Proposed legislation in the Illinois General Assembly (S.B. 1115; H.B. 2085) would return Illinois to worldwide combined reporting as the default method for Illinois corporate income tax filers. Since 1984, Illinois has been a water's-edge combined filing state, excluding the combined return from those unitary entities with more than 80 percent of their business activity outside the United States (the so-called 80/20 rule). The proposed legislation allows an election for water's-edge combined filing, but limits the foreign dividends received deduction to 75 percent, as opposed to the current 100 percent deduction. The legislation also eliminates the 80/20 rule, and it contains a tax haven "blacklist" that would include the income and apportionment factors of entities in so-called tax havens despite a water's-edge election.

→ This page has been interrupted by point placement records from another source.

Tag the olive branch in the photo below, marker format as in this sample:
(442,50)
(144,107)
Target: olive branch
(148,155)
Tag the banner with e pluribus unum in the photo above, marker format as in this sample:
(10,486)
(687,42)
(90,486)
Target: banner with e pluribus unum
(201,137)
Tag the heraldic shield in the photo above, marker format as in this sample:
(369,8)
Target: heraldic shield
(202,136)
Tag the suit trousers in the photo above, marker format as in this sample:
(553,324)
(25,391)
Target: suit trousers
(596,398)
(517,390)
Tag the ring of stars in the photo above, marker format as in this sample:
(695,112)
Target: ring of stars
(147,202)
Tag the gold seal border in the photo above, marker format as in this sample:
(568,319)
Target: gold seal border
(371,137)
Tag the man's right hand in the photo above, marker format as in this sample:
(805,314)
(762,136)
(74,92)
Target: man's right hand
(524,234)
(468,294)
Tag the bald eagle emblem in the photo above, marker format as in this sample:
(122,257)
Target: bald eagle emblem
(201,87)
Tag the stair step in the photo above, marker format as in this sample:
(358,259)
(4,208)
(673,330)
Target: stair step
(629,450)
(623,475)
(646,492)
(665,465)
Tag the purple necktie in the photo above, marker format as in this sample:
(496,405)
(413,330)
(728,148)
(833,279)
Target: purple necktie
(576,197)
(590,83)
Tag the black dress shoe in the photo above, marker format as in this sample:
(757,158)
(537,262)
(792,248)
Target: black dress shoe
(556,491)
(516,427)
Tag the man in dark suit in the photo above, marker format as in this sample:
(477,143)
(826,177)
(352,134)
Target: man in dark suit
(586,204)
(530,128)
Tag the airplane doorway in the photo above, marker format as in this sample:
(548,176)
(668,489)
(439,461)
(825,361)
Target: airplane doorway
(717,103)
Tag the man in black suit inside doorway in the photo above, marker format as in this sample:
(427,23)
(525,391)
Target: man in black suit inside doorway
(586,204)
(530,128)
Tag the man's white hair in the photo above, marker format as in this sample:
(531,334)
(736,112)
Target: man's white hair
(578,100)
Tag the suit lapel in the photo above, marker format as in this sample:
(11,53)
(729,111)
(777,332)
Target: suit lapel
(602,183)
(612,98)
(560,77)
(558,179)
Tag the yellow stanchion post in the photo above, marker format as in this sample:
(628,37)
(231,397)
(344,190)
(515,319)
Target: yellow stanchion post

Worldwide combined reporting is not new to Illinois. In 1974, the Illinois Department of Revenue released administrative guidance stating that the 1969 Illinois Income Tax Act allowed worldwide combined reporting. See Illinois Income Tax Informational Bulletin No. 1974-1 (Oct. 15, 1974). The Illinois Supreme Court agreed in Caterpillar Tractor Co. v. Lenckos, 84 Ill. 2d 102 (1981). In response to the Caterpillar ruling, the General Assembly adopted legislation in 1984 limiting unitary combined reporting to the water's-edge, essentially excluding most foreign entities and income from Illinois tax.

When implemented properly, worldwide combined reporting is constitutional. See Container Corp. of Am. v. Franchise Tax Bd., 463 U.S. 159 (1983). Nevertheless, the proposed legislation in Illinois raises a host of administrative and legal issues. Since 2004, Illinois has had addback provisions for certain payments to unitary foreign members, so it already manages the concerns that worldwide combined reporting and tax haven lists claim to address. Moreover, the tax haven blacklist, which includes Ireland and the Netherlands, invites controversy overseas and constitutional challenges domestically.

The tax impact of the new proposed regime is extremely fact dependent; some taxpayers may pay less, some more. Others might see no change under this new regime. The Illinois legislative session ends in May. Jones Day lawyers will continue to monitor this development closely.